Ghana is home to 31 million people. It spans from coastal savannas to tropical rain forests and it is rich in natural resources. Ghana has been one of the more stable and democratic countries in West Africa. It has played a major role in inter-continental trade for many centuries and was the first sub-Saharan country to gain its national independence.
Prior to colonial rule, the land in the area now known as Ghana was governed by customary law and vested in traditional institutions referred to as stools or skins, family and similar kinship groups. The stool represents the spiritual and physical embodiment of the people. It is regarded as an immortal entity.

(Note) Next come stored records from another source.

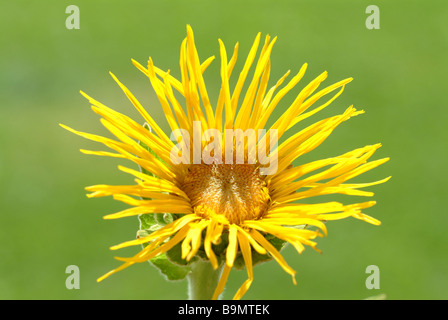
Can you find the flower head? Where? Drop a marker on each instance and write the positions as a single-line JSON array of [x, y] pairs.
[[229, 186]]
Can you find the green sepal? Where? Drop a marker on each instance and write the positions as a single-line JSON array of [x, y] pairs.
[[175, 256], [170, 264], [170, 270]]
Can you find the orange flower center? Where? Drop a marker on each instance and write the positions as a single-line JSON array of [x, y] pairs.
[[236, 191]]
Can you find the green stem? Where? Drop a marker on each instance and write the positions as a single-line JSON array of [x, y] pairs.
[[202, 280]]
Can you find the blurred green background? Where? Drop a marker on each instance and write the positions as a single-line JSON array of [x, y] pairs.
[[47, 223]]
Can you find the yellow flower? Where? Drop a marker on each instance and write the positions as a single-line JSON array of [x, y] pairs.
[[225, 198]]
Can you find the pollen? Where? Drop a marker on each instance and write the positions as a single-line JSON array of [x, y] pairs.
[[236, 191]]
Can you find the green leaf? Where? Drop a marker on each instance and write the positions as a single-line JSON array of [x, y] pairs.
[[170, 270], [175, 256]]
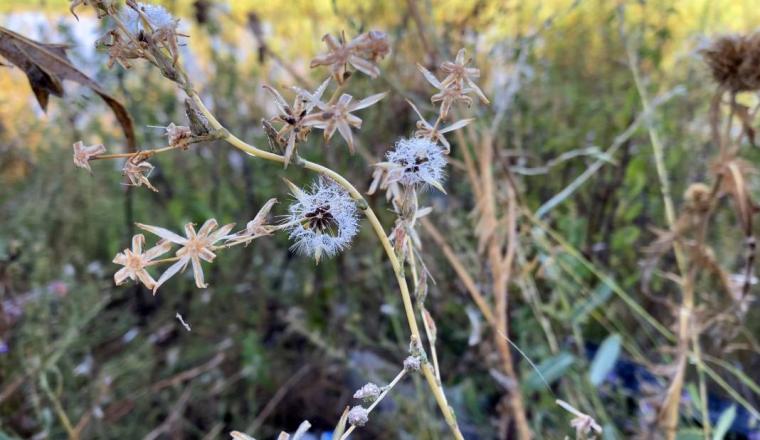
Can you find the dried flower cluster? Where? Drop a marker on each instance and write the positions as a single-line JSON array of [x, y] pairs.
[[194, 247], [362, 53], [323, 219]]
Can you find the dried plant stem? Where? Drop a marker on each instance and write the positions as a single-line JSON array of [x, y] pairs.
[[377, 227], [377, 401], [461, 271], [669, 412]]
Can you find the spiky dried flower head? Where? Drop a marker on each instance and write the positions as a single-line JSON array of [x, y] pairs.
[[135, 261], [323, 220], [358, 416], [416, 162], [369, 392], [457, 84], [734, 61], [293, 130], [137, 171], [362, 53], [339, 116], [196, 246], [412, 363], [83, 154]]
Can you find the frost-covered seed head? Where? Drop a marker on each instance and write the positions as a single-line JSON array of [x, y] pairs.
[[412, 363], [358, 416], [157, 15], [322, 221], [369, 392], [419, 161]]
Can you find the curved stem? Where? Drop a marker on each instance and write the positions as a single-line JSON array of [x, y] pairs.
[[377, 227]]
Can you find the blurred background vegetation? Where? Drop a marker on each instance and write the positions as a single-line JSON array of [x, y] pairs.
[[275, 339]]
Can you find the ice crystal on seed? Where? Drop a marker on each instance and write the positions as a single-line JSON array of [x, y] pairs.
[[322, 221], [358, 416], [157, 15], [369, 392], [417, 161]]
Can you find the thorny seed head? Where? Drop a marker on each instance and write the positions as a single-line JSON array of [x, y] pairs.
[[322, 221], [358, 416], [734, 61], [416, 162], [369, 392], [362, 52]]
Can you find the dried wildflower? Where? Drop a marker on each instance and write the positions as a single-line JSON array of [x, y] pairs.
[[361, 53], [432, 132], [358, 416], [369, 392], [294, 130], [381, 180], [447, 95], [460, 75], [135, 260], [83, 154], [338, 116], [415, 162], [178, 135], [322, 221], [195, 247], [137, 171], [582, 423], [120, 49], [412, 363], [735, 62], [372, 45], [255, 228]]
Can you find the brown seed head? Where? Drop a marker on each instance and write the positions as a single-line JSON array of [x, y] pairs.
[[735, 62]]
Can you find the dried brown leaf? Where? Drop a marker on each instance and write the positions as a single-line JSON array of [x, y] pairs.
[[47, 66]]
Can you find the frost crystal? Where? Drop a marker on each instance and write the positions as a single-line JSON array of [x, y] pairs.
[[358, 416], [417, 161], [369, 392], [412, 363], [322, 221], [157, 15]]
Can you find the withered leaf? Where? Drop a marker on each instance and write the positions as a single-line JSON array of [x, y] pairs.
[[47, 66]]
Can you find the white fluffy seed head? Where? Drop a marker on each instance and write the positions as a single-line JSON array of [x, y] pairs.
[[358, 416], [157, 15], [418, 161], [412, 363], [369, 392], [323, 220]]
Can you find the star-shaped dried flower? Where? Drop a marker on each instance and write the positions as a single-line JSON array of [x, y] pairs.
[[460, 75], [255, 228], [340, 54], [83, 154], [338, 116], [135, 261], [137, 171], [294, 130], [447, 95], [195, 247], [432, 132]]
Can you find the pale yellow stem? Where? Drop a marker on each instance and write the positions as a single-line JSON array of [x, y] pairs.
[[377, 227]]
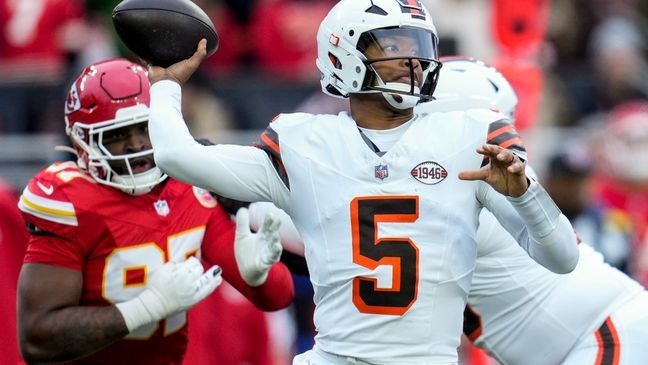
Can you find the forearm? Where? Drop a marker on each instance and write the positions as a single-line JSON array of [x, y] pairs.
[[70, 333], [238, 172], [551, 240], [276, 293]]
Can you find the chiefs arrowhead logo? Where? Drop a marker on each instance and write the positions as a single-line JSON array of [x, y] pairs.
[[429, 173], [72, 103]]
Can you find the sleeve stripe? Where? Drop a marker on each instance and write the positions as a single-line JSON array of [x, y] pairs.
[[48, 209], [270, 143], [472, 327], [499, 131]]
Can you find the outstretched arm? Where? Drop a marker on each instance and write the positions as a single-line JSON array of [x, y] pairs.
[[239, 172], [530, 215]]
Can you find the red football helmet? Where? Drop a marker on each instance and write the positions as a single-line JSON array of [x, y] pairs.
[[624, 151], [106, 96]]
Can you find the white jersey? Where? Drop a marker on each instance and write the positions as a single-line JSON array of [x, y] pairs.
[[523, 314], [389, 239]]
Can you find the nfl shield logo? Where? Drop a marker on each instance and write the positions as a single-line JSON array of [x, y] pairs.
[[381, 172], [162, 208]]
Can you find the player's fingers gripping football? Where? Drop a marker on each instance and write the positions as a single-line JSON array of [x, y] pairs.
[[192, 284], [256, 252], [505, 172], [181, 71]]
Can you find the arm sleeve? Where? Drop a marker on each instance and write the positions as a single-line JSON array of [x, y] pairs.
[[218, 249], [238, 172], [537, 224]]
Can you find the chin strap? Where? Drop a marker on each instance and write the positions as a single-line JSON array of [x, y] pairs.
[[398, 100], [401, 101]]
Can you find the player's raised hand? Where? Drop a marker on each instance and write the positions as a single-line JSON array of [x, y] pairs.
[[173, 288], [505, 172], [181, 71], [256, 252]]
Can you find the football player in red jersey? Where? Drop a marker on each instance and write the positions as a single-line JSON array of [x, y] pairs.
[[13, 243], [111, 266]]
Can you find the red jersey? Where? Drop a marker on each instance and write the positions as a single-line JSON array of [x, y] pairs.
[[116, 240], [13, 242], [226, 318]]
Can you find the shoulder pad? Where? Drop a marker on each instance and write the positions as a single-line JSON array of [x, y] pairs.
[[45, 198]]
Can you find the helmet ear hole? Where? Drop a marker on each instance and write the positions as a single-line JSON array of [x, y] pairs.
[[335, 61]]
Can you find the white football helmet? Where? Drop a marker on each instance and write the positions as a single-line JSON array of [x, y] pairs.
[[106, 96], [466, 83], [352, 26]]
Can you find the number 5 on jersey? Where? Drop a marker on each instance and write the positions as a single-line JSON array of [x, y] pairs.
[[371, 251]]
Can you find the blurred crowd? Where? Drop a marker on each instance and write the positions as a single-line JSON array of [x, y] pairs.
[[580, 68]]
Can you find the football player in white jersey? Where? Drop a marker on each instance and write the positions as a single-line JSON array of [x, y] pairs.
[[387, 201], [518, 311]]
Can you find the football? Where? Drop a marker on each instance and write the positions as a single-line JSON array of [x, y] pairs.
[[163, 32]]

The legal framework for land administration in Ghana is prescribed in its 1992 Constitution and the 2020 Land Law (Act 1036). These laws legitimize traditional land right holders such as stools, skins, clans, and families. Their customary laws operate alongside formal constitutional law in Ghana’s plural legal environment.
Stool lands are estimated to constitute about 80% of land holdings in Ghana. This land is held in trust by the head of the community for the entire members of the community, clan or family in the belief that land is owned by the dead, living and those yet unborn. Within this traditional Ghanaian society, land is a spiritual entity that transcends the material realm.
These practices are in contrast to a bureaucratic framework for land management that includes strictly defined geo-spatial data, legal documentation, and digital technologies. Like most modern nations, Ghana has been improving its land registry and cadastral systems over the recent decades, including a recent push towards digitization and electronic conveyancing.
In the meanwhile, Ghana continues to experience a number of systemic problems around land tenure security, including:
- Fraudulent sale or registration of land parcels
- Failure to formalize and register leaseholds
- Uncertain tenant farmer agreements
- Poorly coordinated land administration systems
The Landano team believes that these issues can be improved by introducing its higher-quality, blockchain-based records management for land administration using sustainable web3 software.
Ghana’s 2020 Land Law establishes Customary Land Secretariats for administering stool lands. It requires community leaders to take on fiduciary responsibilities and comply with documentation procedures. Landano can assist community leaders with fullfilling these recordkeeping duties, including management of commission and service fees. It can also help individual land users by facilitating land transactions and providing up-to-date, trustworthy land parcel information that makes it clear what their rights are.
Landano has begun its pilot project work in March 2022 with community outreach in rural Ashanti outside Kumasi. We have made site visits to discuss the needs of local land administrators as well as tenant farmers. We are now working on documenting these user stories to drive our product design decisions.
Like every sovereign nation, Ghana has its own land administration laws and its own unique customs and procedures. Landano is designed to work across jurisdictions and legal traditions by starting with a generic domain model for land administration.
This model helps to structure the documents and data that Landano manages. The fields and labels on its user interface can be customized to be more context-sensitive to a particular country, registry tradition, language, etc.. We are also working on adding geo-spatial unit data to Landano and sharing it as an Open Cadastral Map. We will provide more details on these technical developments in an upcoming post.